A review by msand3
Roderick Hudson by Henry James

4.0

What begins as the Classic Bromance transforms into a Love Quadrangle, with Roderick being the embodiment of Romanticism that James loves to critique. Although this seems to be another in a long line of James' favorite theme (the innocent/wild/naive American abroad), we have to understand that this was the *first* such example in James' career, and it's heads-and-tails above Watch and Ward, while not quite up to the swirling lyrical quality of his later work. (Even James himself admits this in his preface to the New York Edition.) In that sense, the central theme of the novel (or one of them, at least) mirrors that of James' own struggle at this time: how can the artist transform the limitless possibilities of his vision into a disciplined and structured work that is ultimately a product for consumption by those who lack the artist's genius?
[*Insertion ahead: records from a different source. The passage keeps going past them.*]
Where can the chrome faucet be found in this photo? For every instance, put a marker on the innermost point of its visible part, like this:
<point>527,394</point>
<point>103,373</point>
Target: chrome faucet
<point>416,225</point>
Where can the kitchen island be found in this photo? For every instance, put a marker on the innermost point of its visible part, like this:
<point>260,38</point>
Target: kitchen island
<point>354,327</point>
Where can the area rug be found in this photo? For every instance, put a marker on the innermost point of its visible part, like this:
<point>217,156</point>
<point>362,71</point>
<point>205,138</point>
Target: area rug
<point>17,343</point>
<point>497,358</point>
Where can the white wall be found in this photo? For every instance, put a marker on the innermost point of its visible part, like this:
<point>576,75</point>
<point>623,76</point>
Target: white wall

As with the Ouroboros-styled love quadrangle presented in the novel, there doesn't appear to be a satisfactory answer to this question. Indeed, we have four artists (a different type of quadrangle) whose "types" seem doomed to failure: the Romantic Hudson, cynical Gloriani, the unabashed follower Singleton, and the impotent Rowland (artistically and, perhaps, romantically?). Without giving away too much of the plot, perhaps James *does* suggest an answer in the sense that Gloriani's cynicism ends up being the closest to describing the artist's reality--both in terms of his work and his love life.